While investigating code paths that use system() and popen() and
trying to write latch-multiplexing replacements, which I'll write
about separately, leaks of $SUBJECT became obvious. On a FreeBSD box,
you can see the sockets, pipes and data and WAL files that the
subprocess inherits:
create table t (x text);
copy t from program 'procstat -f $$';
select * from t;
(On Linux, you might try something like 'ls -slap /proc/self/fd'. Not
sure how to do it on a Mac but note that 'lsof' is no good for this
purpose because the first thing it does is close all descriptors > 2;
maybe 'lsof -p $PPID' inside a shell wrapper so you're analysing the
shell process that sits between postgres and lsof, rather than lsof
itself?)
Since we've started assuming a few other bits of SUSv3 (POSIX 2008)
functionality, the standard that specified O_CLOEXEC, and since in
practice Linux, *BSD, macOS, AIX, Solaris, illumos all have it, I
think we can unconditionally just use it on all files we open.

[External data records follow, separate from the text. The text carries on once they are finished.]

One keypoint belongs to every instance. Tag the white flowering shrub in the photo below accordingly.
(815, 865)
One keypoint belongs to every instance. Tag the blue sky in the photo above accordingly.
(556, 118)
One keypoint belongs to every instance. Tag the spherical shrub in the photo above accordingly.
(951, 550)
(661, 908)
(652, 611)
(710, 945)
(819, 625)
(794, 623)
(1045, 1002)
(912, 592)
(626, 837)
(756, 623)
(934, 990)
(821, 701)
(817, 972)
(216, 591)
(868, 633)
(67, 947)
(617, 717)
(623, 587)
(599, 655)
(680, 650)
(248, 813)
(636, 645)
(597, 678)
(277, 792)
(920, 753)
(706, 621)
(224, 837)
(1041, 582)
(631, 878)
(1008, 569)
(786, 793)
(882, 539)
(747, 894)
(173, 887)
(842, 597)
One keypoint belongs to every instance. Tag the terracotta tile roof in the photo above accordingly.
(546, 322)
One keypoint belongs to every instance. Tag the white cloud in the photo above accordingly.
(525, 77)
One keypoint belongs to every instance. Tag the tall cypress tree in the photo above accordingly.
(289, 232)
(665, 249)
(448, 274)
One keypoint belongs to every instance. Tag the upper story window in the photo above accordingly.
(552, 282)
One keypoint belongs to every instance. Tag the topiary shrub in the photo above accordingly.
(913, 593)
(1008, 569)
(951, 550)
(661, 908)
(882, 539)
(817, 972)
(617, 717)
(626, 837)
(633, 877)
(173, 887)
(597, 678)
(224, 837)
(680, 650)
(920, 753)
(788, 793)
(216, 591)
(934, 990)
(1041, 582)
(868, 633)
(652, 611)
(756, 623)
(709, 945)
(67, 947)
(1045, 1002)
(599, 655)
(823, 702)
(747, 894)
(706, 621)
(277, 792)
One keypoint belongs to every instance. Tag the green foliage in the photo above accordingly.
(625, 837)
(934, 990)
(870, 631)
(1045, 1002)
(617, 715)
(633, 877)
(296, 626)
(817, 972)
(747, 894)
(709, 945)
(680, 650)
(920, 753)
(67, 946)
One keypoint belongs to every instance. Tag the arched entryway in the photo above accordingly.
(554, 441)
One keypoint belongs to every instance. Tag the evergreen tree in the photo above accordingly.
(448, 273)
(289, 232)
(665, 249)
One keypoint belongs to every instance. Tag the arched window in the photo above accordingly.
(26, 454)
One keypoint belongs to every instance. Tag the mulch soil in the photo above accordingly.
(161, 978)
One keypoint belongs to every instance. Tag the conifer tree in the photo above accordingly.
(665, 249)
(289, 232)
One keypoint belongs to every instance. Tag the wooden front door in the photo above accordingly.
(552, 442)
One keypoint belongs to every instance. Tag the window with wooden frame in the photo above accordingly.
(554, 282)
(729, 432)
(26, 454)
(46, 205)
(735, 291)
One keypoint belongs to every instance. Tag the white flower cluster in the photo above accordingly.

That
is, if we were to make fallback code, it would be untested, and if we
were to do it with fcntl() always it would be a frequent extra system
call that we don't need to support a computer that doesn't exist. For
sockets and pipes, much more rarely created, some systems have
non-standard extensions along the same lines, but I guess we should
stick with standards and call fcntl(FD_CLOEXEC) for now.
There is a place in fd.c that already referenced O_CLOEXEC (it wasn't
really using it, just making an assertion that flags don't collide),
with #ifdef around it, but that was only conditional because at the
time of commit 04cad8f7 we had a macOS 10.4 system (released 2005) in
the 'farm which obviously didn't know about POSIX 2008 interfaces. We
can just remove that #ifdef. (It's probably OK to remove the test of
O_DSYNC too but I'll think about that another time.)
On Windows, handles, at least as we create them, are not inherited so
the problem doesn't come up AFAICS. I *think* if we were to use
Windows' own open(), that would be an issue, but we have our own
CreateFile() thing and it doesn't turn on inheritance IIUC. So I just
gave O_CLOEXEC a zero definition there. It would be interesting to
know what handles a subprocess sees. If someone who knows how to
drive Windows could run a subprogram that just does the equivalent of
'sleep 60' they might be able to see that in one of those handle spy
tools, to visually check the above. (If I'm wrong about that, it
might be possible for a subprocess to interfere with a
ProcSignalBarrier command to close all files, so I'd love to know
about it.)
We were already doing FD_CLOEXEC on the latch self-pipe with comment
"we surely do not want any child processes messing with them", so it's
not like this wasn't a well-known issue before, but I guess it just
never bothered anyone enough to do anything about the more general
problem.
With the attached, the test at the top of this email shows only in,
out, error, and one thing that procstat opened itself.
Are there any more descriptors we need to think about?